FIG. 1 is a generalized block diagram of an appropriate computer system 10 which might utilize the present invention and includes a CPU/memory unit 11 that generally comprises a microprocessor, related logic circuitry, and memory circuitry. A keyboard 13, or other textual input device such as a write-on tablet or touch screen, provides input to the CPU/memory unit 11, as does input controller 15 which by way of example can be a mouse, a 2-D trackball, a joystick, etc. External storage 17, which can include fixed disk drives, floppy disk drives, memory cards, etc., is used for mass storage of programs and data. Display output is provided by display 19, which by way of example can be a video display or a liquid crystal display. Note that for some configurations of computer system 10, input device 13 and display 19 may be one and the same, e.g., display 19 may also be a tablet which can be pressed or written on for input purposes.

Referring now to FIG. 2, the preferred embodiment of the graphical user interface editor 201 of the present invention can be seen (note that the emotion/color/font style indications in parenthesis are not shown in the screen display of the present invention and are only included in FIG. 2 for purposes of clarity of the present invention). Editor 201, shown residing within a window running on an Apple Macintosh computer in the preferred embodiment, provides the user with the capability to interactively manipulate text in such a way as to intuitively alter the vocal emotion of the synthetic speech generated from the text.

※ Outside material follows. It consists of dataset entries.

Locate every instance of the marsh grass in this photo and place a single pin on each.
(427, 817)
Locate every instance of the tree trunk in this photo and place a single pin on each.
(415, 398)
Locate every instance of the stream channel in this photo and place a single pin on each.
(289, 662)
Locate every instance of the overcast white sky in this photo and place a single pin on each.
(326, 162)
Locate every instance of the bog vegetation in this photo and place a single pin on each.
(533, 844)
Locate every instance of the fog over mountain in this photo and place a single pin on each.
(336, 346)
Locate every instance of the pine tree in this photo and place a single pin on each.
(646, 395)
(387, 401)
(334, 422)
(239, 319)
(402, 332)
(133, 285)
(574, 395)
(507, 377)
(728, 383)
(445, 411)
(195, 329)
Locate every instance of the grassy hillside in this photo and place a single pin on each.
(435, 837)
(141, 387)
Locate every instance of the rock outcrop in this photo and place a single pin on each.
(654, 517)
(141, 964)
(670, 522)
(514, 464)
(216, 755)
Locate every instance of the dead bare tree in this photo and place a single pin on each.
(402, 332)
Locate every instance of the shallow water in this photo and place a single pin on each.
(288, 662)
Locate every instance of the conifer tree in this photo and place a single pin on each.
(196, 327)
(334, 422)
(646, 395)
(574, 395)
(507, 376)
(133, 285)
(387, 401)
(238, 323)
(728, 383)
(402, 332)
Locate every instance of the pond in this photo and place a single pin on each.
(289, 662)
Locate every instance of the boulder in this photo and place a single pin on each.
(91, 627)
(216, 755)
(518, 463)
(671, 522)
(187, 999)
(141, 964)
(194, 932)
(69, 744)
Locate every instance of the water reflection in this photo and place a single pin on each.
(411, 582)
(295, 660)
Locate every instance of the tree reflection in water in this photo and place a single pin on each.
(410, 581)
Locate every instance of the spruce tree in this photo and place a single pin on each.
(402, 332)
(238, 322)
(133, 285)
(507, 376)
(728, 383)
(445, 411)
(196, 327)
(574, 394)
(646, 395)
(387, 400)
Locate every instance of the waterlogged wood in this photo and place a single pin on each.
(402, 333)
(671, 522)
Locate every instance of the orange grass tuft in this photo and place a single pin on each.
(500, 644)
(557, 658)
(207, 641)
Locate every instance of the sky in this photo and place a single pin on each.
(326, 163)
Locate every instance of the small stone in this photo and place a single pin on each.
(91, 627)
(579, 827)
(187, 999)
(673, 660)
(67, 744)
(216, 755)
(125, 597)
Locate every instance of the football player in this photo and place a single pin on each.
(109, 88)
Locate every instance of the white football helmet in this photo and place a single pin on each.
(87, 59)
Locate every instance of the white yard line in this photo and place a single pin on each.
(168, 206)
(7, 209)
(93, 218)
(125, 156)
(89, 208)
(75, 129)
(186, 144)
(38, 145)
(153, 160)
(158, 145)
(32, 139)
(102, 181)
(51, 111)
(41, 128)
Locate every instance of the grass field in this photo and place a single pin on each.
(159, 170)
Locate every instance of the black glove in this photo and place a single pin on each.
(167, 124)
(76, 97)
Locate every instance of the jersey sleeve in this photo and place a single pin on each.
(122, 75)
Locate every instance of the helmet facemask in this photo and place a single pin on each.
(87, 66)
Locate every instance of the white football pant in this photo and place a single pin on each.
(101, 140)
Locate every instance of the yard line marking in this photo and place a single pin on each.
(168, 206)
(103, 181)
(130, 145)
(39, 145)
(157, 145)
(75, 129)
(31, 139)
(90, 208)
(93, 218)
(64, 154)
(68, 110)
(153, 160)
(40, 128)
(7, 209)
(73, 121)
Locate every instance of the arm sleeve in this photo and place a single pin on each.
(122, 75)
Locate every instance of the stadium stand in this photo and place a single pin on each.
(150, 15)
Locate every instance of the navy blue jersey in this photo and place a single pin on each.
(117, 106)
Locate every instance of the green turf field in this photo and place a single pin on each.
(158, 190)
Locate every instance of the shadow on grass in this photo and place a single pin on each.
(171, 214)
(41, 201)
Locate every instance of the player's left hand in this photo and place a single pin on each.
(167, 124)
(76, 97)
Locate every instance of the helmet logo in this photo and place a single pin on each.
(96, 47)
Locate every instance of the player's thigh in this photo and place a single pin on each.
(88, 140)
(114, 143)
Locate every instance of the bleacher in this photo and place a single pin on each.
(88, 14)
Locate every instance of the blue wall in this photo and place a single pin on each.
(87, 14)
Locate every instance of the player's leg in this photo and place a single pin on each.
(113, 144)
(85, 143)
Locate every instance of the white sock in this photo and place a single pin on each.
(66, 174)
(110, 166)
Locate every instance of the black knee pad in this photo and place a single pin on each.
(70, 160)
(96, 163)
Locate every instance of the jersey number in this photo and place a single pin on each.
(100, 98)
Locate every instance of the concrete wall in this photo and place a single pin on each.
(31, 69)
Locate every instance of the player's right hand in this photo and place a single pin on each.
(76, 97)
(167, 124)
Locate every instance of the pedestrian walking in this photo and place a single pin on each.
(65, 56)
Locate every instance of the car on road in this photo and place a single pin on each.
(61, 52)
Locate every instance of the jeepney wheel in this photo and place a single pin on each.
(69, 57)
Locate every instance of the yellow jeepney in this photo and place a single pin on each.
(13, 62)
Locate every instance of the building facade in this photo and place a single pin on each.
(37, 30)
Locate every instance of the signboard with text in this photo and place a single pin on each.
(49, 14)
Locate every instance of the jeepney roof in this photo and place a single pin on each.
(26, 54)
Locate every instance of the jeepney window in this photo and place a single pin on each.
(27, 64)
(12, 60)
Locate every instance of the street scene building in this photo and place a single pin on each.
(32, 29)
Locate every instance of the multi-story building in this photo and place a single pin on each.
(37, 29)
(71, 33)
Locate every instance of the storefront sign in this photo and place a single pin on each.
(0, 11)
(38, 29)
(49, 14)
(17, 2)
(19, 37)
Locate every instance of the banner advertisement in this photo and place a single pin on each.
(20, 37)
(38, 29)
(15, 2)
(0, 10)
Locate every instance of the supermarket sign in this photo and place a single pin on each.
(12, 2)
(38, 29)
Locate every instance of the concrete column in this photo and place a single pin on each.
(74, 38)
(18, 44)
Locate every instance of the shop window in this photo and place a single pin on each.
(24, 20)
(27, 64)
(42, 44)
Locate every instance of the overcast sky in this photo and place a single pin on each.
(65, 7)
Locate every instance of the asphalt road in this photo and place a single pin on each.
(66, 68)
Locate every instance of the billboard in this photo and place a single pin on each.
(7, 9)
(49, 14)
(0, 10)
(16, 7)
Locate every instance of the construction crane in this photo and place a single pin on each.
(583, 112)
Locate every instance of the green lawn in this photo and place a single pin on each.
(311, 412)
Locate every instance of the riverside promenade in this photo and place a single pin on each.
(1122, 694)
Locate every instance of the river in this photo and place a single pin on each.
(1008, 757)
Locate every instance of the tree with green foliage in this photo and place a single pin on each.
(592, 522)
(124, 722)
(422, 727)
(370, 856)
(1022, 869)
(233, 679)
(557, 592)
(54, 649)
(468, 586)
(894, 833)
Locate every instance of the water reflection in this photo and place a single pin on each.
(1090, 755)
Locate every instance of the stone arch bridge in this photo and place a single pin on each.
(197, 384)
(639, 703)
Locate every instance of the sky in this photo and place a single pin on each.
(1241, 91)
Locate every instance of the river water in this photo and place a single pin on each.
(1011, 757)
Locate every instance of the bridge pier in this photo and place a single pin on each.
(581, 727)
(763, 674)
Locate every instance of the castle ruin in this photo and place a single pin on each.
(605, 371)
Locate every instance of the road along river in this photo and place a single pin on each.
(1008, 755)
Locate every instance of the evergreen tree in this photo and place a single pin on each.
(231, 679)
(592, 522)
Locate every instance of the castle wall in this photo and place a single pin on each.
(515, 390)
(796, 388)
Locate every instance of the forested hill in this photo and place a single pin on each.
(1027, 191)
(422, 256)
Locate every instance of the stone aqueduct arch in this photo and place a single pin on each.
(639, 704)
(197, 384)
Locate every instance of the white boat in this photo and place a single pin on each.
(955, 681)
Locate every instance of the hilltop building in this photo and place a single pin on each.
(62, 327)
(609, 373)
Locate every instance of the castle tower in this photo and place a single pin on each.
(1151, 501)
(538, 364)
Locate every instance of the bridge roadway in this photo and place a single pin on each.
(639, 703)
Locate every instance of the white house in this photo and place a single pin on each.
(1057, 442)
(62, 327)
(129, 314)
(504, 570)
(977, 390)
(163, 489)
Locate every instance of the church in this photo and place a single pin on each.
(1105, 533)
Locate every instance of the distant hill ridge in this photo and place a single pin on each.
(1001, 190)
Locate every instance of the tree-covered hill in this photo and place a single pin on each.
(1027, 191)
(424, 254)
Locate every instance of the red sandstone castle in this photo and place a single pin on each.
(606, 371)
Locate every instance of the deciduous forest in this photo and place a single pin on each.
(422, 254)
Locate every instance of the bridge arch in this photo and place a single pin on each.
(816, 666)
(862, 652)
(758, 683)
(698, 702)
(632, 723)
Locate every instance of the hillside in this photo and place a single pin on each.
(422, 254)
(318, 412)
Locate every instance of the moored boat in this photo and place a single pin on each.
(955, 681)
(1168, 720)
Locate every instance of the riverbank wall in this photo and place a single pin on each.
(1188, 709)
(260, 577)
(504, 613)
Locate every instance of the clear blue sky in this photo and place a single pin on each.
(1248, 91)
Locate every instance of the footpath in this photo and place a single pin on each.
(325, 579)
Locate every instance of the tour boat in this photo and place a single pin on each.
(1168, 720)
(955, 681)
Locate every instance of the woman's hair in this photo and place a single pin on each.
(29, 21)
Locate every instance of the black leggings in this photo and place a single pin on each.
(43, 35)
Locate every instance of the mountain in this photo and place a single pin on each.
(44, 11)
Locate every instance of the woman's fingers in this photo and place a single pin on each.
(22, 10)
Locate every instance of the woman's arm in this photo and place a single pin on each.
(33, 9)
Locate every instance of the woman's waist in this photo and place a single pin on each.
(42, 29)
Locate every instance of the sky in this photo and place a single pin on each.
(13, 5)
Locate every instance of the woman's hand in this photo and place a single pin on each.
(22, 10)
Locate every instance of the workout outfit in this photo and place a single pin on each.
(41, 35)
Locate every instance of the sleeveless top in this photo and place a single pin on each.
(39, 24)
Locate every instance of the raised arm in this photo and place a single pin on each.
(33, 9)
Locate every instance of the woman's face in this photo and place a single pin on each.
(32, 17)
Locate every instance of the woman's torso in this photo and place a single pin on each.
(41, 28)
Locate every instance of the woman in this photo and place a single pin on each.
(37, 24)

As will be explained more fully herein, graphical editor 201 provides for user modification of the volume and duration of speech synthesized text. As will also be explained more fully herein, graphical editor 201 also provides for user modification of the vocal emotion of speech synthesized text via selection buttons 211 through 217 (note that the emotion/color/font style indications in parenthesis are not shown in the screen display of the present invention and are only included in FIG. 2 for purposes of clarity of the present invention). User interaction is further provided by selection pointer 205, manipulable via input controller 15 of FIG. 1, and insertion point cursor 203.

Text Selection

In the preferred embodiment of the present invention, the user selects a word of text by manipulating input controller 15 so that pointer 205 is placed on or alongside the desired word and then initiating the necessary selection operation, e.g., depressing a button on the mouse in the preferred embodiment. Note that letters, words, phrases, sentences, etc., are all selectable in a similar fashion, by manipulating pointer 205 during the selection operation, as is well known in the art and commonly referred to as `clicking and dragging` or `double clicking`. Similarly, other well known text selection mechanisms, such as keyboard control of cursor 203, are equally applicable to the present invention.

Volume and Duration

Once a portion of text has been selected, the volume and duration of the resulting speech output can be modified by the user. In the preferred embodiment of the present invention, when a portion of text has been selected a box surrounding the selected portion of text is displayed. Note that other well known text selection display indicating mechanisms, such as reverse video, background highlighting, etc., are equally applicable to the present invention. In the preferred embodiment of the present invention, this surrounding selection box further includes three types of sizing grips or handles which can be utilized to modify the volume and duration of the selected portion of text.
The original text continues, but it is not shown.